En pleine nuit un avion nous parachute au milieu des montagnes
En pleine nuit un avion nous parachute au milieu des montagnes, dans les fronces de la robe andine, et nos talons résonnent sur le parquet ciré : aéroport d’acier et de verre, palais des glaces sur un relief aride.

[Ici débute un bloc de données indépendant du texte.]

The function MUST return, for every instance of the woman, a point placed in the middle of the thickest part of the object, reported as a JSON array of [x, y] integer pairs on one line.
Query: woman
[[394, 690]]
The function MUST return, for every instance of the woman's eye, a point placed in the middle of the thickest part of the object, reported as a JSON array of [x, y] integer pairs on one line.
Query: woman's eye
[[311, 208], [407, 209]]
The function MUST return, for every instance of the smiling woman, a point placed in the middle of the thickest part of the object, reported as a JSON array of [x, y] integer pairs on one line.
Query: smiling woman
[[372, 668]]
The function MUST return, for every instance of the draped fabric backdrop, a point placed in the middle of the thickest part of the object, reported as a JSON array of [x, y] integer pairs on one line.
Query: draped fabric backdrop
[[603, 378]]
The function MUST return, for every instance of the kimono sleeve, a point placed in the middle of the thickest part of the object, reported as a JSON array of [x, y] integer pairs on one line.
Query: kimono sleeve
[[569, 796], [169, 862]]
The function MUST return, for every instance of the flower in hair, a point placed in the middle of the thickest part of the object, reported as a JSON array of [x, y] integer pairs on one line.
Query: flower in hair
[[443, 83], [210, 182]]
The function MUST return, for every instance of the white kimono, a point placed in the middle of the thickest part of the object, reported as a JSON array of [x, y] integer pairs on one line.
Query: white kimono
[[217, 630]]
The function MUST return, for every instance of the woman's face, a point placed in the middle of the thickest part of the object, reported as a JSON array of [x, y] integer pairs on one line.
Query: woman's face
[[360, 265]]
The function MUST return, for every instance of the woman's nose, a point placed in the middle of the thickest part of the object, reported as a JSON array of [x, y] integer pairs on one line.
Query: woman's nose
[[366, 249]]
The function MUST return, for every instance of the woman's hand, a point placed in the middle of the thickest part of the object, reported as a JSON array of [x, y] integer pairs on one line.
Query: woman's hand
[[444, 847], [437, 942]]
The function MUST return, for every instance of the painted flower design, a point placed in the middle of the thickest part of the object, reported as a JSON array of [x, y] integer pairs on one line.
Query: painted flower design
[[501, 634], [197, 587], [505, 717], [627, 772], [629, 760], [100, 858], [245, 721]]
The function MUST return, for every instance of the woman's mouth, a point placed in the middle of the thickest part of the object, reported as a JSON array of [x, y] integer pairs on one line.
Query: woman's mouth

Un autobus nous emporte vers la ville, glisse sur le ruban de la route neuve, comme une bille sur les parois d’une vasque, tournoie véloce vers le noir chu, le long des pentes dynamitées, bétonnées, d’un gris verdâtre et très lisse : autoroute gagnée sur l’improbable, terres et pierres figées dans le mortier, plantes et vers étouffés, latex tiré sur la bouche du monde. On a asphyxié la surface grouillante de la terre, la croûte cassante du temps géologique, notre habitat, notre présent de crème brûlée – et en dessous dans la roche en fusion, les forces chtoniennes se fendent la gueule.
Un taxi dessine son éclair flavescent, chaloupe sur les boulevards déserts, effraie les chiens errants, évite de peu un amoncellement (des lambeaux de vinyle?), grimpe des rampes étroites, négocie des passages grêles, vole au-dessus des toits et découvre un quartier, nous largue devant une façade close, portail d’acier couleur de bronze, percé d’une ouverture grillagée. Un visage vient s’y encadrer, qui reconnaît le gringo, c’est son sésame : ¡Buenas noches! et le loquet grince. On est épuisé, il faudra bien trouver le sommeil.